HOW IT WORKS
This consultation service, which serves frail older adults during emergency department (ED) visits or hospital admissions and the transition back home, works with general practitioners (GPs) and other community providers involved in the continuity of care. Fundamental to all OPCCT processes is ongoing, shared responsibility for care. Program eligibility is based on a range of characteristics, including presence of geriatric syndromes, social isolation, care environment, hospitalization frequency, cognition, and age. Eligibility criteria reflect quality and safety issues and are based on priorities set by international research into rapid identification of common frailty markers. The patient intake process, which uses the Rockwood Clinical Frailty Scale, is a comprehensive assessment of health and social needs that determines patient care goals, discharge disposition, and referrals to appropriate allied health professionals for care in the hospital or at home. The OPCCT nurse acts as a navigator in the ED once a referral is made. The formal referral pathway is the ED’s health information system, though referrals are also made informally in the ED.
Originally this program started with a 12-month pilot in 2014. The program was designed and implemented by the local health care network to support seamless care transitions between primary and tertiary care settings for aged care facility residents. The pilot program cared for more than 1,000 patients before transitioning to an expanded program that encompasses patients living at home. The program routinely collects data on program activities and is being evaluated externally. A pre-post evaluation published in 2019 found improvements in patient outcomes as well as decreases in hospital admission rates from the ED and in 28-day ED return visits.
For providers. Although most team members are colocated in hospitals, the health and social care providers involved in OPCCT collaborate across multiple settings: within hospital departments, community care, subacute facilities (rehabilitation, geriatric evaluation and management units, hospice), home palliative care, GPs, and Aged Care Facilities. OPCCT nurses can self-refer in the ED, which ensures prompt intervention and avoids the wait for a referral from general ED clinicians, who generally are not as focused in identifying frailty as the OPCCT nurse. Smooth transitions are coordinated and monitored through communication tools and standardized handover prompts.
For patients/caregivers. The OPCCT team works closely with the patient, family, and GP to plan care, using two advanced care planning documents (the Statement of Choices Form and the Adult Resuscitation Plan). Family and caregivers are involved in all aspects of care before and during transfer from the hospital, engaging them so that care planning is goal-driven and facilitates medical interventions. Caregivers are offered interventions such as ongoing social work support in the community to assist with the prevention of or early identification of caregiver fatigue. End-of-life care planning is also addressed with caregivers, providing them with planning resources and bereavement support.
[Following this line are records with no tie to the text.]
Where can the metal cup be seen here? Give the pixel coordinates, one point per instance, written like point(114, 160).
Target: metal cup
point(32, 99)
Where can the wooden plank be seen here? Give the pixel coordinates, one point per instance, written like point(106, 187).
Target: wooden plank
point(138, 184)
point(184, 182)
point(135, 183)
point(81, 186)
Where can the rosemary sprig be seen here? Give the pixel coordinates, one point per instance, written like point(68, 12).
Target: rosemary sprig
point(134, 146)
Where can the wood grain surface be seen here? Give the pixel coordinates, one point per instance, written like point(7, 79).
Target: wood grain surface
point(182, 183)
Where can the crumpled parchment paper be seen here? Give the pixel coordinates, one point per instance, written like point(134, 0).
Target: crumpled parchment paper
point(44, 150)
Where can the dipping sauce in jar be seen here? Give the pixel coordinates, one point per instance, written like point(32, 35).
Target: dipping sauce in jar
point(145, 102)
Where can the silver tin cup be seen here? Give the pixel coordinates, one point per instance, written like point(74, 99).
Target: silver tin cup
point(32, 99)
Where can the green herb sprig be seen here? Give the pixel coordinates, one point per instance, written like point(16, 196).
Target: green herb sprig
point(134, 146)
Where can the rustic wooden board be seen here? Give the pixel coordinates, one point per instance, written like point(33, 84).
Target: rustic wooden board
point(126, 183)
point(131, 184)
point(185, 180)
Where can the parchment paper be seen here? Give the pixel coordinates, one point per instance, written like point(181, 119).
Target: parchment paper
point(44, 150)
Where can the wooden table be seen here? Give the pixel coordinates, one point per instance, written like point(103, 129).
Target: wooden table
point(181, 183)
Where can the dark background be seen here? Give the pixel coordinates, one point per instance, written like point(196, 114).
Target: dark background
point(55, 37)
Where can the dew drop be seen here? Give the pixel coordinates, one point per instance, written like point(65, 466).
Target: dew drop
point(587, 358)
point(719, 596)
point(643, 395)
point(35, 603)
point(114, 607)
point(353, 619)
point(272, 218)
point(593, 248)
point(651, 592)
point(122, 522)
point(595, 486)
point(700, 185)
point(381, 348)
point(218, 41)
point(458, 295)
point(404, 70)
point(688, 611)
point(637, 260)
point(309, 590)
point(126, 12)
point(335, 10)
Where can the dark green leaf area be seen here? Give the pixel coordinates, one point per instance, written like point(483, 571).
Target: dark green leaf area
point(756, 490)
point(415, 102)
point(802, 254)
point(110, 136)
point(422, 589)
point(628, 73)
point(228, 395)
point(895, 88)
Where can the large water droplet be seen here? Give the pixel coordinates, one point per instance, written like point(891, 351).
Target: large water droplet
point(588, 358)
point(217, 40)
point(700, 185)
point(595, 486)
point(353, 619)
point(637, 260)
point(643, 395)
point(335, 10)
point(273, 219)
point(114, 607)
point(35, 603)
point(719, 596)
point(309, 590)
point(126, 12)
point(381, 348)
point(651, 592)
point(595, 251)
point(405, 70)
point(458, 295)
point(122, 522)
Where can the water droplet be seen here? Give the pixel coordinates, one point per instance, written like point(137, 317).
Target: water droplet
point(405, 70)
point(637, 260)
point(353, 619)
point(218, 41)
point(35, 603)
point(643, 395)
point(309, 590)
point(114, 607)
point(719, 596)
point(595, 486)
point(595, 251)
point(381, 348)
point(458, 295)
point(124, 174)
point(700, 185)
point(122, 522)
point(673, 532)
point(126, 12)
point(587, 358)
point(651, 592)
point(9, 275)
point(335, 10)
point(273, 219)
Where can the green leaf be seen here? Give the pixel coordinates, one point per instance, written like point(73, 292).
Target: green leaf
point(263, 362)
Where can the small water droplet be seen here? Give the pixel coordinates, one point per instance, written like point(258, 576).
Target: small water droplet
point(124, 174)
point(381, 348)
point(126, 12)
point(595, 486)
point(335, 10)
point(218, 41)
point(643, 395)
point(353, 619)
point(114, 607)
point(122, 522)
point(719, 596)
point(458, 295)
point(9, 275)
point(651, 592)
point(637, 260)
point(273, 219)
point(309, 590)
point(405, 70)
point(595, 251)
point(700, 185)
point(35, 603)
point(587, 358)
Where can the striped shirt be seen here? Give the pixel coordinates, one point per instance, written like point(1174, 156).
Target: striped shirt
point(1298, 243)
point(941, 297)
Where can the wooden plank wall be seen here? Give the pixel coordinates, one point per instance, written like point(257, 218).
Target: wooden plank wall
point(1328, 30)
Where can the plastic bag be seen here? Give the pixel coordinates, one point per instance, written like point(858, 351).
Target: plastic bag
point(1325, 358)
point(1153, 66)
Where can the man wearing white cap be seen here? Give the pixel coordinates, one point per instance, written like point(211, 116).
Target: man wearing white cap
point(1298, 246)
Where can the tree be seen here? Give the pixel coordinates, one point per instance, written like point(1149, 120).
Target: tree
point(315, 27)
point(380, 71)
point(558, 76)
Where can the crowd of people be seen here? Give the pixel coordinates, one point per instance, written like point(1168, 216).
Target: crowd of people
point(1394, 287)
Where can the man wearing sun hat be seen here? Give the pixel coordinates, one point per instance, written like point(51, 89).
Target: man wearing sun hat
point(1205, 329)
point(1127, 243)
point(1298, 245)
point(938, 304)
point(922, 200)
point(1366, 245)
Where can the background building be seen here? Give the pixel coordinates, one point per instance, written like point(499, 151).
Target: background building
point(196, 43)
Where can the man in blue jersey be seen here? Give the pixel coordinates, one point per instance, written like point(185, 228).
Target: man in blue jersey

This program is different from others because of its new collaborative partnerships, but there is no new governance structure. Prior to launch, a series of meetings were held with internal and external members, including GPs, a patient representative, and local network staff. The program is unique in that external stakeholders help drive policy. The board is responsible for adopting international best practice guidelines and for using local data to monitor outcomes.
OPCCT is based on an integrated, population-focused model of care to serve all older people who presented at the Mater Health’s ED department with geriatric syndromes. There was no additional funding, but existing resources were used in a more efficient and integrated manner.